Your FitBit, Smartwatch or hearing aid, if not connected or communicating to a healthcare provider, is not affected by HIPAA. But when you provide the data to a doctor or a health plan, HIPAA kicks in. The responsibility for compliance is on the provider or the health plan, and those organizations should make sure they comply with HIPAA.
A potential gap in protecting privacy is represented in the number of business associates connected to patient data. Business associates of healthcare providers and health plans also need to comply with HIPAA. Those are the entities that create, receive, maintain or transmit protected health information on behalf of healthcare providers and health plans. In wearable tech, that's a lot of organizations who are just beginning to develop HIPAA compliance programs. Think Apple, AT&T, Google, Cisco, IBM, Verizon and Amazon.
Value of Wearable Tech
The use of wearable technology is expected to grow because it can improve health outcomes. Studies have shown that remote monitoring can reduce risk of predictable conditions, like stroke. The Journal of the American Medical Association on July 10 published the results of a study aimed at reducing strokes by monitoring patients with atrial fibrillation. The wearable device was much more likely to detect atrial fibrillation more quickly, allowing for immediate intervention and saving lives. More info about the studies here. Some patients are initiating the sharing of their information with their healthcare providers, and insurance companies are beginning to request that PHI be shared. As home health and chronic disease management become more prevalent, the growth in this market will be driven by improved outcomes, convenience and cost reductions. One report projects a growth from $4.36 billion in 2018 to $6.59 billion by 2023.

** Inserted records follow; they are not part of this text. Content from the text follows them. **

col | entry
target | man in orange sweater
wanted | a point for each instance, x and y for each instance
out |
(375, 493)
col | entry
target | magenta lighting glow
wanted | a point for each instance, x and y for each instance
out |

The security of electronic transmission is more critical with wearable devices in healthcare. Opportunities for theft through hacking abound by introducing multiple entities and transmission pathways. All the business associates who make this possible, and every covered entity using the data need to understand their HIPAA responsibilities and take steps to protect the privacy of patients who the new technology is designed to serve.